The concept of proof of work is a system by which members of a computer network work together to solve arbitrary mathematical puzzles. These individual users upload software to create ‘nodes’ that communicate with each other.
Cryptocurrencies such as Bitcoin, and later, Litecoin began using proof of work as a way of validating transactions and mining new coins.
Originally used to detect and deter malicious activity, proof of work can identify tampering in data. The mathematical puzzle used to do this is called a hash. Users put a set of data through something called a hash function creating a unique long string of numbers.
Any tiny change to this generated data alerts users to tampering. This deters malicious users from gaming the system. The ‘work’ element of the concept is the computational time and energy put into solving the puzzle. Working together, users create a decentralized consensus of trust. Transactions can be verified and malicious attacks deterred. In addition, new cryptocurrencies can be created by adding to something called a blockchain.
Mining the blockchain
A blockchain is a digital database shared on a computer network. It stores information in digital format. The database collects a limited amount of this data into blocks. Once each block is full it is closed and a new one started. A new block is ‘mined’ when a participant or ‘miner’ solves a hash. There are targets of difficulty for the solution. This is set so that mining a new block occurs within a determined timeframe. The successful miner receives cryptocurrency in reward. The effort the miners expend in solving the hash is the proof of work. Often participants work together and pool resources.
What is the Process?
- New Litecoin transactions are grouped and the data put into a ‘block’
- Miners compete to ‘solve a hash’. This is basically a complex math problem, and solving it is the proof of work
- One miner who has solved the hash is chosen to add the block to the blockchain
- The successful miner receives a reward of Litecoin
The amount of newly created Litecoin (LTC) rewarded to miners for completing a block, known as ‘the block reward’ is currently 12.5 LTC. Completed Litecoin blocks occur on average every 2 minutes and 20 seconds, meaning a creation of new Litecoin approximately every 11 seconds.
Advantage of Proof of Work
The main advantage of the proof of work protocol is security. It allows peer-to-peer transactions between anonymous entities in decentralized networks. There is no need for a central authority.
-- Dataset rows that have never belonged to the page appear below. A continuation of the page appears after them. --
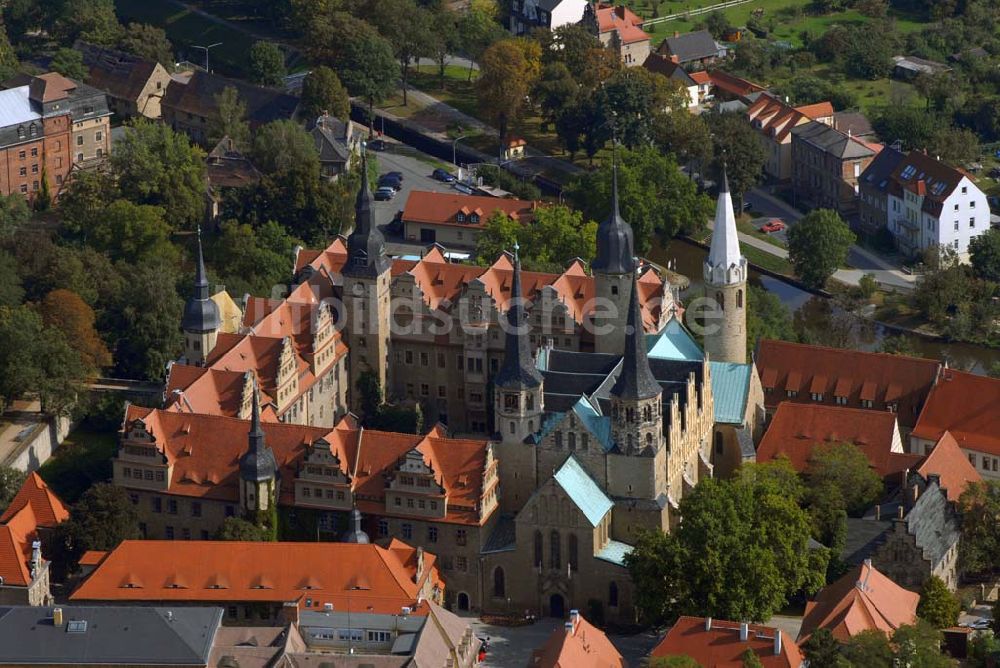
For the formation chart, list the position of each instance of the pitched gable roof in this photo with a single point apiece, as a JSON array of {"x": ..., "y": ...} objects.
[{"x": 864, "y": 599}]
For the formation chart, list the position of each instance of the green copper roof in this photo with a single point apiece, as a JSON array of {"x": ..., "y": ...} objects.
[
  {"x": 730, "y": 386},
  {"x": 583, "y": 491}
]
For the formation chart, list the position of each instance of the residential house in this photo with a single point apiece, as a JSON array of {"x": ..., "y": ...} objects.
[
  {"x": 134, "y": 86},
  {"x": 797, "y": 430},
  {"x": 962, "y": 405},
  {"x": 910, "y": 537},
  {"x": 715, "y": 643},
  {"x": 864, "y": 599},
  {"x": 49, "y": 125},
  {"x": 108, "y": 635},
  {"x": 932, "y": 204},
  {"x": 526, "y": 15},
  {"x": 192, "y": 107},
  {"x": 834, "y": 376},
  {"x": 25, "y": 528},
  {"x": 873, "y": 192},
  {"x": 620, "y": 29},
  {"x": 454, "y": 220},
  {"x": 826, "y": 166},
  {"x": 577, "y": 643},
  {"x": 336, "y": 142},
  {"x": 255, "y": 582},
  {"x": 693, "y": 50},
  {"x": 774, "y": 120}
]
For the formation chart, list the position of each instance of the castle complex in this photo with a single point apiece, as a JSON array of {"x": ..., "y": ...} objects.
[{"x": 569, "y": 411}]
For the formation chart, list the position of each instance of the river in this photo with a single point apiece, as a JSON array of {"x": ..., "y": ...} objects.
[{"x": 688, "y": 259}]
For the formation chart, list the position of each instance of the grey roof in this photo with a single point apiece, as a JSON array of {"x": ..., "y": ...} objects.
[
  {"x": 877, "y": 174},
  {"x": 113, "y": 635},
  {"x": 201, "y": 313},
  {"x": 830, "y": 140},
  {"x": 636, "y": 380},
  {"x": 518, "y": 368},
  {"x": 365, "y": 246},
  {"x": 615, "y": 248},
  {"x": 692, "y": 46},
  {"x": 257, "y": 463}
]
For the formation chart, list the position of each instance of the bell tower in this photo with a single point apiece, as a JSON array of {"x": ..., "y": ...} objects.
[
  {"x": 366, "y": 295},
  {"x": 725, "y": 274}
]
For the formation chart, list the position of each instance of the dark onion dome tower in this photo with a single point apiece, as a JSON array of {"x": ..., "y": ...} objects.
[
  {"x": 636, "y": 396},
  {"x": 201, "y": 320},
  {"x": 518, "y": 383},
  {"x": 613, "y": 267},
  {"x": 258, "y": 468}
]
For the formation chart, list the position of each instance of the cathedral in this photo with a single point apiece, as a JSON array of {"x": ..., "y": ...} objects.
[{"x": 583, "y": 392}]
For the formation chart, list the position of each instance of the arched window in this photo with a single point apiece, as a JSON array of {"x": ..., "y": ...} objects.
[{"x": 499, "y": 583}]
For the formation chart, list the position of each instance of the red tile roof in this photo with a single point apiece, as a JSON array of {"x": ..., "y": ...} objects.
[
  {"x": 223, "y": 572},
  {"x": 949, "y": 463},
  {"x": 444, "y": 208},
  {"x": 720, "y": 645},
  {"x": 965, "y": 405},
  {"x": 579, "y": 645},
  {"x": 796, "y": 430},
  {"x": 858, "y": 376},
  {"x": 864, "y": 599}
]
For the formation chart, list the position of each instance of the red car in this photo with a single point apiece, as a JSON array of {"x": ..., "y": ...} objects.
[{"x": 773, "y": 225}]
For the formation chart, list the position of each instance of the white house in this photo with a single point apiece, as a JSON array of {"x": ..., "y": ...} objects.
[{"x": 930, "y": 203}]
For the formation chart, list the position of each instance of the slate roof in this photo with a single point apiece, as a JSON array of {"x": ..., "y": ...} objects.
[
  {"x": 114, "y": 635},
  {"x": 583, "y": 491}
]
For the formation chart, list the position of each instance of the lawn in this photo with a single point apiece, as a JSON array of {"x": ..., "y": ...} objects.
[{"x": 83, "y": 459}]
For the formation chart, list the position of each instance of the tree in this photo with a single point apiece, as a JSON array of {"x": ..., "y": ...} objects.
[
  {"x": 231, "y": 120},
  {"x": 66, "y": 311},
  {"x": 322, "y": 93},
  {"x": 938, "y": 606},
  {"x": 14, "y": 214},
  {"x": 507, "y": 73},
  {"x": 11, "y": 480},
  {"x": 738, "y": 553},
  {"x": 984, "y": 254},
  {"x": 149, "y": 42},
  {"x": 158, "y": 166},
  {"x": 267, "y": 63},
  {"x": 69, "y": 63},
  {"x": 739, "y": 149},
  {"x": 102, "y": 518},
  {"x": 818, "y": 245},
  {"x": 239, "y": 529},
  {"x": 368, "y": 68}
]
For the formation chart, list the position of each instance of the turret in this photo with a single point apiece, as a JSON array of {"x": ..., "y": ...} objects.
[
  {"x": 201, "y": 320},
  {"x": 613, "y": 268},
  {"x": 725, "y": 274}
]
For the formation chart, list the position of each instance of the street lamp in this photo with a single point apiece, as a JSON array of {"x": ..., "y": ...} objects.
[{"x": 206, "y": 49}]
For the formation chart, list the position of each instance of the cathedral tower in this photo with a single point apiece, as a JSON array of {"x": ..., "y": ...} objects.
[
  {"x": 366, "y": 294},
  {"x": 258, "y": 468},
  {"x": 201, "y": 320},
  {"x": 636, "y": 396},
  {"x": 613, "y": 268},
  {"x": 725, "y": 273}
]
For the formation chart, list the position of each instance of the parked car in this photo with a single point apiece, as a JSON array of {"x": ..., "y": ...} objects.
[
  {"x": 443, "y": 175},
  {"x": 773, "y": 225}
]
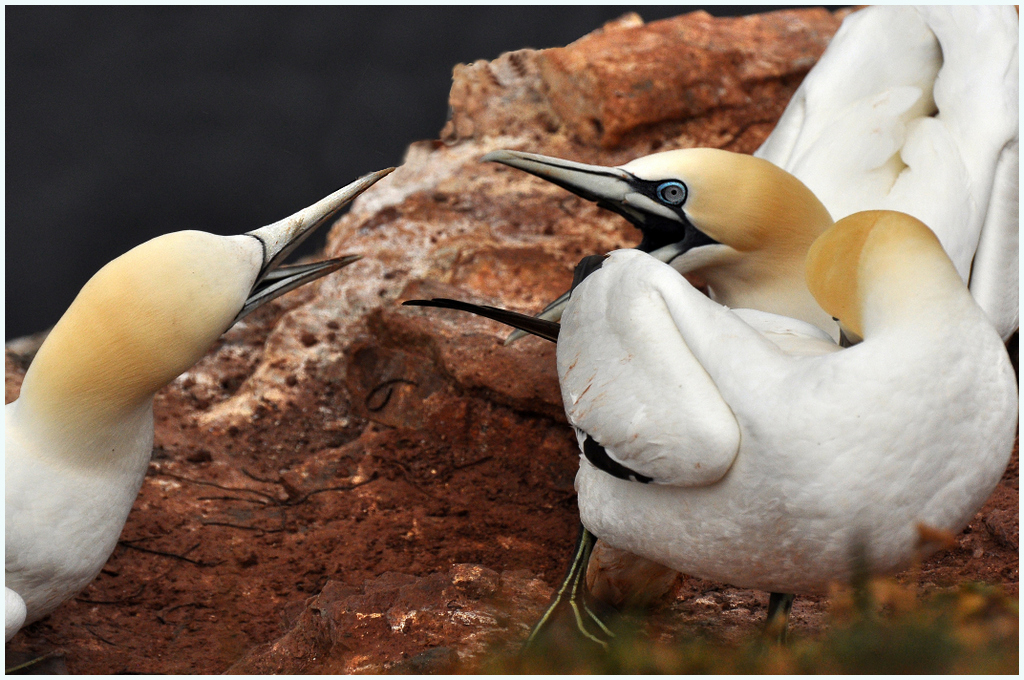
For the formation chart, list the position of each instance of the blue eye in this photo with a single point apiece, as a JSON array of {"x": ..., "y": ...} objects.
[{"x": 672, "y": 193}]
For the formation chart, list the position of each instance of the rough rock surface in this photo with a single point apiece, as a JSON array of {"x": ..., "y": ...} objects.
[{"x": 343, "y": 484}]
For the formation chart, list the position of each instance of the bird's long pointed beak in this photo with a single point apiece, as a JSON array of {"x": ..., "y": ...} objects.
[
  {"x": 554, "y": 310},
  {"x": 540, "y": 328},
  {"x": 606, "y": 186},
  {"x": 288, "y": 278},
  {"x": 285, "y": 236}
]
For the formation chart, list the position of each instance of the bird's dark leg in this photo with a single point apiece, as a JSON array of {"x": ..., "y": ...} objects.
[
  {"x": 779, "y": 605},
  {"x": 571, "y": 594}
]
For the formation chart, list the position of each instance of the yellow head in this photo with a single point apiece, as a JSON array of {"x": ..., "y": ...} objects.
[
  {"x": 878, "y": 267},
  {"x": 739, "y": 201},
  {"x": 732, "y": 222},
  {"x": 140, "y": 321}
]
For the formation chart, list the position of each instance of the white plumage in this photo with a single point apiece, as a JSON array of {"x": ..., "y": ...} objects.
[
  {"x": 908, "y": 110},
  {"x": 78, "y": 439},
  {"x": 916, "y": 110},
  {"x": 772, "y": 468}
]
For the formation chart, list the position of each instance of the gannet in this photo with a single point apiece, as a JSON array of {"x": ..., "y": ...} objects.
[
  {"x": 78, "y": 438},
  {"x": 745, "y": 448},
  {"x": 794, "y": 337},
  {"x": 916, "y": 110},
  {"x": 769, "y": 468},
  {"x": 908, "y": 110},
  {"x": 738, "y": 223}
]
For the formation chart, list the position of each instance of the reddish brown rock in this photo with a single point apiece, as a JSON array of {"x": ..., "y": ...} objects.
[
  {"x": 335, "y": 454},
  {"x": 398, "y": 623}
]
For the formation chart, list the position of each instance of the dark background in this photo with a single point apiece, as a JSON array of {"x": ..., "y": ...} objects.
[{"x": 125, "y": 123}]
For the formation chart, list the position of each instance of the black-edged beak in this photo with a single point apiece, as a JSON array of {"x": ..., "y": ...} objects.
[
  {"x": 619, "y": 190},
  {"x": 281, "y": 238}
]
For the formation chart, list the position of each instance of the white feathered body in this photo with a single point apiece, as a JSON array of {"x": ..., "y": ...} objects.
[
  {"x": 62, "y": 518},
  {"x": 916, "y": 110},
  {"x": 771, "y": 469}
]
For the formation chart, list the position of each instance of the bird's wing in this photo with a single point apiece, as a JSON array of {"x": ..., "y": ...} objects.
[
  {"x": 14, "y": 612},
  {"x": 630, "y": 383},
  {"x": 876, "y": 75},
  {"x": 915, "y": 110},
  {"x": 977, "y": 94},
  {"x": 994, "y": 271}
]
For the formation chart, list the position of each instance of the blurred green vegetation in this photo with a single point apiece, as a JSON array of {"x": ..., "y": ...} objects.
[{"x": 877, "y": 627}]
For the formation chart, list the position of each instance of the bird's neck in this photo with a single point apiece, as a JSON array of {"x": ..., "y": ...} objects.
[
  {"x": 66, "y": 436},
  {"x": 85, "y": 402},
  {"x": 782, "y": 290}
]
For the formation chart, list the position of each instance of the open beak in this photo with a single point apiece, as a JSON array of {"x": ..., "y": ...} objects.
[
  {"x": 665, "y": 236},
  {"x": 611, "y": 188},
  {"x": 283, "y": 237}
]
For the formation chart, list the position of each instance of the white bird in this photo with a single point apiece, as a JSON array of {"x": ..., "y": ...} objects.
[
  {"x": 908, "y": 110},
  {"x": 916, "y": 110},
  {"x": 78, "y": 438},
  {"x": 738, "y": 223},
  {"x": 767, "y": 468},
  {"x": 620, "y": 572}
]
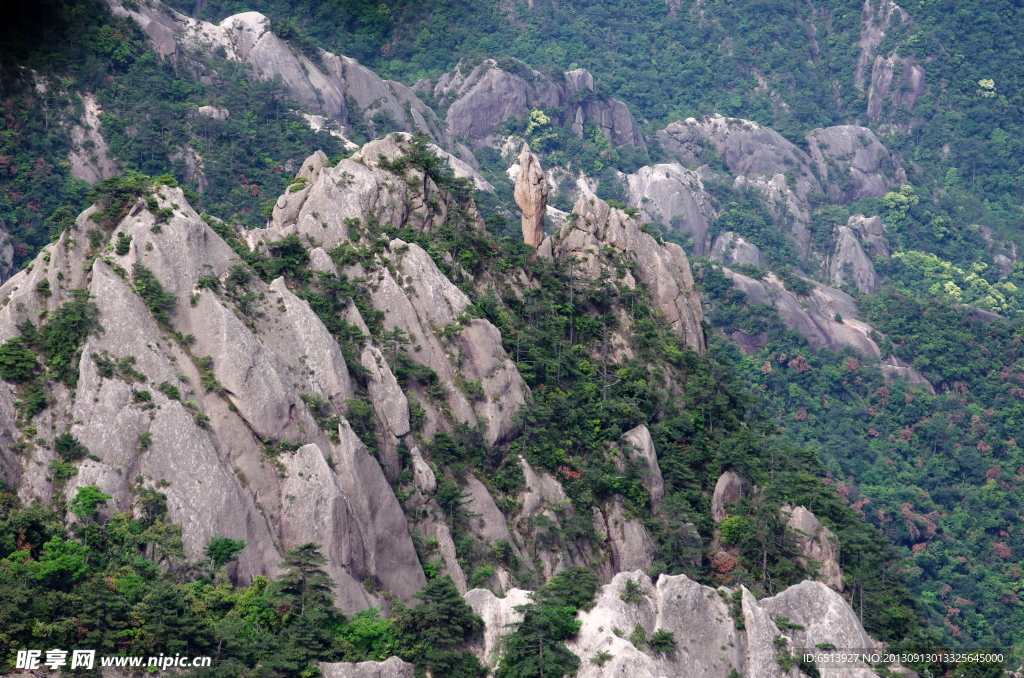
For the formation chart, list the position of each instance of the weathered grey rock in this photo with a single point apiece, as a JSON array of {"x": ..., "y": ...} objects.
[
  {"x": 639, "y": 447},
  {"x": 6, "y": 254},
  {"x": 852, "y": 163},
  {"x": 731, "y": 248},
  {"x": 488, "y": 522},
  {"x": 423, "y": 475},
  {"x": 894, "y": 367},
  {"x": 89, "y": 157},
  {"x": 502, "y": 389},
  {"x": 498, "y": 615},
  {"x": 728, "y": 490},
  {"x": 826, "y": 618},
  {"x": 674, "y": 197},
  {"x": 450, "y": 556},
  {"x": 531, "y": 197},
  {"x": 664, "y": 268},
  {"x": 481, "y": 97},
  {"x": 1005, "y": 264},
  {"x": 850, "y": 265},
  {"x": 389, "y": 403},
  {"x": 817, "y": 543},
  {"x": 814, "y": 315},
  {"x": 900, "y": 77},
  {"x": 759, "y": 157},
  {"x": 312, "y": 496},
  {"x": 389, "y": 668},
  {"x": 871, "y": 232}
]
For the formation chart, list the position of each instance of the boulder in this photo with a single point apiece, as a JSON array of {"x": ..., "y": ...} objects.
[
  {"x": 531, "y": 197},
  {"x": 852, "y": 163},
  {"x": 664, "y": 268},
  {"x": 674, "y": 197},
  {"x": 817, "y": 544},
  {"x": 498, "y": 615},
  {"x": 814, "y": 315},
  {"x": 728, "y": 490},
  {"x": 90, "y": 157},
  {"x": 731, "y": 248},
  {"x": 389, "y": 668},
  {"x": 871, "y": 234},
  {"x": 480, "y": 97},
  {"x": 850, "y": 265}
]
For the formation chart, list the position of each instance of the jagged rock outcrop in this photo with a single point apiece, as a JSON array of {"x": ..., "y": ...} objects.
[
  {"x": 325, "y": 84},
  {"x": 498, "y": 615},
  {"x": 730, "y": 248},
  {"x": 895, "y": 368},
  {"x": 389, "y": 668},
  {"x": 708, "y": 642},
  {"x": 853, "y": 164},
  {"x": 871, "y": 234},
  {"x": 899, "y": 78},
  {"x": 728, "y": 490},
  {"x": 759, "y": 157},
  {"x": 850, "y": 265},
  {"x": 6, "y": 253},
  {"x": 325, "y": 201},
  {"x": 813, "y": 316},
  {"x": 229, "y": 471},
  {"x": 664, "y": 268},
  {"x": 480, "y": 97},
  {"x": 817, "y": 544},
  {"x": 531, "y": 197},
  {"x": 674, "y": 197},
  {"x": 89, "y": 158}
]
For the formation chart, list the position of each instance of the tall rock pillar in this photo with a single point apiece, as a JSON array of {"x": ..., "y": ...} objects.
[{"x": 531, "y": 197}]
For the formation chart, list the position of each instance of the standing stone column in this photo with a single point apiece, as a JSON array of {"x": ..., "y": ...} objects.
[{"x": 531, "y": 197}]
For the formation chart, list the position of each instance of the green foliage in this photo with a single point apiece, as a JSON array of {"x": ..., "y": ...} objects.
[
  {"x": 662, "y": 641},
  {"x": 86, "y": 501},
  {"x": 158, "y": 300},
  {"x": 222, "y": 550},
  {"x": 17, "y": 364},
  {"x": 632, "y": 592},
  {"x": 69, "y": 447}
]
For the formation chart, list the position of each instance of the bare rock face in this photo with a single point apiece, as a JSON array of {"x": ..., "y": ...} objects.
[
  {"x": 731, "y": 248},
  {"x": 639, "y": 447},
  {"x": 814, "y": 315},
  {"x": 871, "y": 234},
  {"x": 497, "y": 613},
  {"x": 674, "y": 197},
  {"x": 89, "y": 158},
  {"x": 853, "y": 164},
  {"x": 481, "y": 97},
  {"x": 323, "y": 85},
  {"x": 708, "y": 642},
  {"x": 850, "y": 265},
  {"x": 759, "y": 157},
  {"x": 389, "y": 668},
  {"x": 895, "y": 368},
  {"x": 902, "y": 78},
  {"x": 665, "y": 268},
  {"x": 531, "y": 197},
  {"x": 728, "y": 490},
  {"x": 6, "y": 254},
  {"x": 817, "y": 543},
  {"x": 213, "y": 468}
]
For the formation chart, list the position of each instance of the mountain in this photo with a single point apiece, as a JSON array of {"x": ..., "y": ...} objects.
[{"x": 775, "y": 353}]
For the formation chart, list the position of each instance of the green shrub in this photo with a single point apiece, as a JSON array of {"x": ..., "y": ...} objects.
[
  {"x": 159, "y": 301},
  {"x": 123, "y": 244},
  {"x": 17, "y": 364},
  {"x": 69, "y": 448}
]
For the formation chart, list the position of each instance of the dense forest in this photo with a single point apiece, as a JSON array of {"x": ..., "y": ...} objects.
[{"x": 920, "y": 486}]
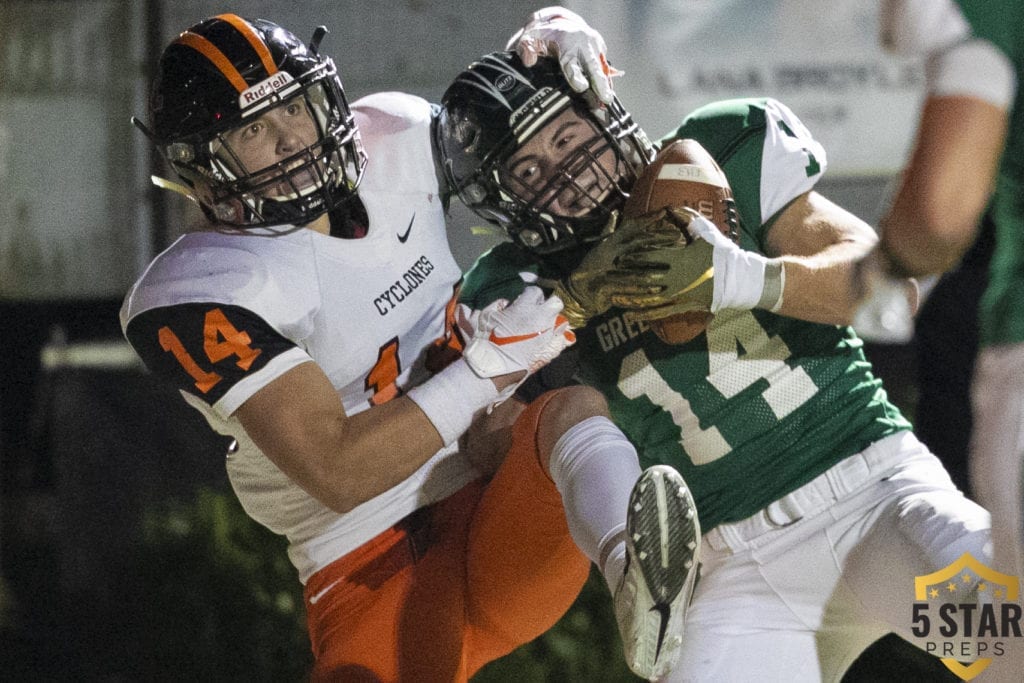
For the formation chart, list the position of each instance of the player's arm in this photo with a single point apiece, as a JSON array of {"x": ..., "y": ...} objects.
[
  {"x": 819, "y": 245},
  {"x": 299, "y": 423},
  {"x": 971, "y": 84},
  {"x": 226, "y": 355},
  {"x": 945, "y": 187}
]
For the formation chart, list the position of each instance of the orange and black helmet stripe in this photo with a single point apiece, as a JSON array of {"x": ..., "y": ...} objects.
[{"x": 220, "y": 60}]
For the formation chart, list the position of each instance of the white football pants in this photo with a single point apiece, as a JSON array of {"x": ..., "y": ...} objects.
[{"x": 798, "y": 591}]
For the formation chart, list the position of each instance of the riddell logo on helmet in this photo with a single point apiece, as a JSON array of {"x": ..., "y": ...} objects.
[{"x": 264, "y": 88}]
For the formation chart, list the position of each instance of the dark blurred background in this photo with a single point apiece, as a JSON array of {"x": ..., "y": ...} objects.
[{"x": 123, "y": 553}]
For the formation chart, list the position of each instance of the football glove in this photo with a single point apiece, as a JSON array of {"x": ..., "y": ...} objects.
[
  {"x": 524, "y": 335},
  {"x": 624, "y": 269},
  {"x": 556, "y": 32},
  {"x": 711, "y": 273}
]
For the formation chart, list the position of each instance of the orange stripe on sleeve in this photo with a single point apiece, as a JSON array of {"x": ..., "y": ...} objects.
[
  {"x": 243, "y": 27},
  {"x": 210, "y": 51}
]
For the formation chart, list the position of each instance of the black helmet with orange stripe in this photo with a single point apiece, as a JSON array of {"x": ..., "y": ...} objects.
[{"x": 223, "y": 76}]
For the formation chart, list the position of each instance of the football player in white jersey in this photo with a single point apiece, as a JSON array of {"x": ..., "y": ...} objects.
[{"x": 315, "y": 321}]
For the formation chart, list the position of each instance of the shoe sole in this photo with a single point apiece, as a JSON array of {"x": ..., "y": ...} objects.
[{"x": 664, "y": 538}]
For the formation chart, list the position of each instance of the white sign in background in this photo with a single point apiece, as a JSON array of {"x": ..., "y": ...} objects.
[{"x": 822, "y": 59}]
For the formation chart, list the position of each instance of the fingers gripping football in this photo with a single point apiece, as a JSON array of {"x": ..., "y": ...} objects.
[
  {"x": 559, "y": 33},
  {"x": 521, "y": 336},
  {"x": 711, "y": 273},
  {"x": 649, "y": 262}
]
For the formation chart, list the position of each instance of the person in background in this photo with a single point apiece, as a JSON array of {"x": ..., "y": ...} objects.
[
  {"x": 964, "y": 185},
  {"x": 314, "y": 319},
  {"x": 818, "y": 505}
]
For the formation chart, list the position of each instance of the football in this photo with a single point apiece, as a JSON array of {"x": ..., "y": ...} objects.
[{"x": 684, "y": 174}]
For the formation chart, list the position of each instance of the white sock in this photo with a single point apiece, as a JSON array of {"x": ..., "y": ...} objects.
[{"x": 594, "y": 467}]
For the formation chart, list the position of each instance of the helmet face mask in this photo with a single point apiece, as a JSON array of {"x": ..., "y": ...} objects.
[
  {"x": 523, "y": 151},
  {"x": 221, "y": 86}
]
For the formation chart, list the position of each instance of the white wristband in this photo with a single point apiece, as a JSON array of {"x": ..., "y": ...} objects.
[{"x": 452, "y": 397}]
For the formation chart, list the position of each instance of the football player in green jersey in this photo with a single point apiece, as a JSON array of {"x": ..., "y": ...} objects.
[
  {"x": 967, "y": 171},
  {"x": 819, "y": 505}
]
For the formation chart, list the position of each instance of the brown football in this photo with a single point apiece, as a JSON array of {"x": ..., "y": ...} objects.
[{"x": 684, "y": 174}]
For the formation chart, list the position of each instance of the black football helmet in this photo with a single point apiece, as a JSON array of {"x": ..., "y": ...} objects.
[
  {"x": 496, "y": 107},
  {"x": 220, "y": 76}
]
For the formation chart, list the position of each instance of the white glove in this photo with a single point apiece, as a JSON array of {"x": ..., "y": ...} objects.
[
  {"x": 556, "y": 32},
  {"x": 742, "y": 279},
  {"x": 524, "y": 335}
]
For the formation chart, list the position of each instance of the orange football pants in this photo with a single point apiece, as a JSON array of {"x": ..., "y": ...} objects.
[{"x": 454, "y": 586}]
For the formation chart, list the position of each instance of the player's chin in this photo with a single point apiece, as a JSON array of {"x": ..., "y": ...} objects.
[{"x": 681, "y": 328}]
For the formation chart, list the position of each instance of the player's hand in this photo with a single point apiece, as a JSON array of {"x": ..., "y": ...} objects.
[
  {"x": 612, "y": 271},
  {"x": 714, "y": 272},
  {"x": 556, "y": 32},
  {"x": 887, "y": 303},
  {"x": 519, "y": 337},
  {"x": 649, "y": 262}
]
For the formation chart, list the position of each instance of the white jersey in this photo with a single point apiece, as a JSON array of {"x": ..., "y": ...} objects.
[{"x": 221, "y": 315}]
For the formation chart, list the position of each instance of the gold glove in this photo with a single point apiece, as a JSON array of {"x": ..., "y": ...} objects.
[{"x": 645, "y": 263}]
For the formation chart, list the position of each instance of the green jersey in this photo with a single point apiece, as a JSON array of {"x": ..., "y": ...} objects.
[
  {"x": 759, "y": 403},
  {"x": 1001, "y": 24}
]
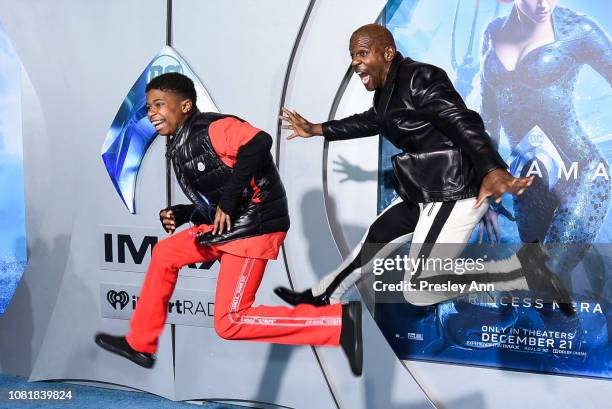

The second advantage is that it solves the double spend problem. As cryptocurrency is data, in theory it could be copied and spent over and over again. By incentivizing miners to verify transactions, this removes the possibility of double spending.
The main criticism of the proof of work protocol is the huge amount of energy it uses. A 2018 study at the University of Cambridge stated that the energy use of Bitcoin is equal to that of Switzerland! In January 2022 the European Securities and Markets Authority called on the European Union to ban proof of work in favor of the alternative proof of stake protocol which uses 99% less energy.
One of the concerns about the proof of work protocol is that crypto mining is becoming increasingly centralized in the hands of big tech firms. They can afford better resources such as ASICs (application specific integrated circuits) to cope with the demands of proof of work.
One of the reasons given for the creation of Litecoin as an offshoot of Bitcoin was to make it ASIC resistant. Litecoin uses a different algorithm from Bitcoin, known as Scrypt, which has much larger memory requirements. This was intended to make it much more difficult for the big tech firms to develop ASICs for Litecoin. In addition, the 2011 Tenebrix project modified Scrypt so that it could be used on CPUs and therefore return Litecoin mining to the wider community of individual miners.
However, in practice, the attempt to make Litecoin ASIC resistant failed. The tech firms simply developed new ASICs that were up and running by 2016, and resumed their domination of Litecoin mining. Individual miners and small mining pools were once again up against the toughest competition.
What is the Alternative to Proof of Work?
The main alternative to proof of work is proof of stake. In this protocol, rather than competing to win the chance to verify and record transactions on the blockchain, miners deposit a stake of their own cryptocurrency. The protocol then randomly chooses a miner in a sort of lottery amongst the stakeholders. That miner proceeds to verify and record transactions and be rewarded in more cryptocurrency. In other words, one miner does the work and the other miners on the decentralized network don’t do anything until it is their turn to be chosen. This results in a massive decrease in energy use.